In quella stessa terra paesaggisti e animalisti hanno appena segnato un punto a loro favore: viene vietata la costruzione di parchi eolici in corrispondenza di «siti di importanza comunitaria». E vengono imposti a parchi già esistenti interventi che «mirano a minimizzare gli impatti sulle specie dei chirotteri», sarebbe a dire i pipistrelli. Di fronte a questi provvedimenti l'Anev è insorta: le nuove norme potrebbero mettere a rischio la crescita eolica della Regione. Intanto l'ultimo tribunale amministrativo a pronunciarsi è stato quello del Lazio: i giudici hanno bloccato il progetto di un nuovo impianto a Bagnoregio, ai piedi di Civita, il borgo che sopravvive nonostante la roccia di tufo e argilla su cui si poggia si stia erodendo: «Siamo soddisfatti commenta il sindaco Francesco Bigiotti . Difendiamo il nostro paesaggio e i nostri calanchi». A Butera, vicino Gela, Legambiente si spende per il progetto di eolico off-shore in mare, fermo. Qui la Corte dei conti ha aperto un'inchiesta per danno erariale da oltre tre milioni di euro per i fondi stanziati dalla Regione Sicilia mai utilizzati. Nel Sannio la guerra civile si combatte invece lungo antichi tratturi: decine di trattori sono sfilati lungo la regia via agreste di Santa Croce, lì dove sta per essere costruito un parco eolico con diciassette aerogeneratori. «Piuttosto che distribuire soldi alle grandi compagnie del vento si sfoga il direttore della Coldiretti di Benevento, Francesco Sossi sarebbe più utile elargire risorse agli agricoltori per impianti fotovoltaici su stalle e capannoni». Nel Salento la lotta agli impianti si infiltra tra gli ulivi, 300 già espiantati tra Vernole e Castri. Il progetto prevede 11 torri da 100 metri e i comitati cittadini, guidati da Italia Nostra, hanno presentato un ricorso alla procura di Lecce.
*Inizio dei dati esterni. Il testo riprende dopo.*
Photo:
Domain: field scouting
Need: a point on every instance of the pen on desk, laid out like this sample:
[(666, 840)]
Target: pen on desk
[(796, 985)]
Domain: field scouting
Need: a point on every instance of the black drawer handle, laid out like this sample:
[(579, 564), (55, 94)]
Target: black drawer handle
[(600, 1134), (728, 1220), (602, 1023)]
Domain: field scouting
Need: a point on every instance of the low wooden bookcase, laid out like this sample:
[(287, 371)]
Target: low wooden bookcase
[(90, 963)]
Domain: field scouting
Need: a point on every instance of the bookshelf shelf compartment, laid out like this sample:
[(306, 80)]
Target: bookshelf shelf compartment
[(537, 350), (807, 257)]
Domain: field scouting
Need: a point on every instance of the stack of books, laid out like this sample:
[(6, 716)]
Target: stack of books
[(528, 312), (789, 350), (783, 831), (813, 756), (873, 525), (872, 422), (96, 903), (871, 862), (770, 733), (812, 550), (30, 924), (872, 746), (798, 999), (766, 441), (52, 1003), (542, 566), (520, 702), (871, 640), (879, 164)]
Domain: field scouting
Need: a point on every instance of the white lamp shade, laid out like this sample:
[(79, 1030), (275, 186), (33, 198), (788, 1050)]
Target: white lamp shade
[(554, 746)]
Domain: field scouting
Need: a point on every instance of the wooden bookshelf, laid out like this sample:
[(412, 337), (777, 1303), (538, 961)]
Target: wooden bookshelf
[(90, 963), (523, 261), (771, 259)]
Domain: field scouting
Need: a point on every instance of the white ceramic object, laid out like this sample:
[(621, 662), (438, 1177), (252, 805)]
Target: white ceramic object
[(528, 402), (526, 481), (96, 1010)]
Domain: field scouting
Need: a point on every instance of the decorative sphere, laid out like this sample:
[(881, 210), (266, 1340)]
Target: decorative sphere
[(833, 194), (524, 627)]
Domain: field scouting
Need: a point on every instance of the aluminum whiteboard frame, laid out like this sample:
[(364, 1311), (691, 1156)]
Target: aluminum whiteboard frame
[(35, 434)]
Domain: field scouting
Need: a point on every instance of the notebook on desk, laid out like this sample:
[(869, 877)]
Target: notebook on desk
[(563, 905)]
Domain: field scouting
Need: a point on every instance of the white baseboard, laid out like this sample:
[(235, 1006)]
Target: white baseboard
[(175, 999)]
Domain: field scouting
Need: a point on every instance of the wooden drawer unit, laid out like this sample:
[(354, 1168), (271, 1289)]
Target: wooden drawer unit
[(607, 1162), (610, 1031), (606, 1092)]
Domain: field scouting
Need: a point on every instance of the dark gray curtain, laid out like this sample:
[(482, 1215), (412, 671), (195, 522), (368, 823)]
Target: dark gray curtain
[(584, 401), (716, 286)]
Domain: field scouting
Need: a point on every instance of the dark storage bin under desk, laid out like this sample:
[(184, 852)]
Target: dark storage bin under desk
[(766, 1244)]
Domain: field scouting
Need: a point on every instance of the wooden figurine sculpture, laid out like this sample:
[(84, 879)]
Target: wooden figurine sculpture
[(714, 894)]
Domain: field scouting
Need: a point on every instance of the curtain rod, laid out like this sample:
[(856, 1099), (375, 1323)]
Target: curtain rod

Il vero regno di Eolo è però la provincia di Foggia (si sarebbe arrivati a mille pale quest'anno), con casi estremi, come Celle San Vito, 170 abitanti e quattro aerogeneratori per 70 megawatt di energia.

La Lipu è schierata contro: «Il subappenino dauno chiarisce il responsabile regionale, Enzo Cripezzi è ormai tutto un parco eolico senza interruzione».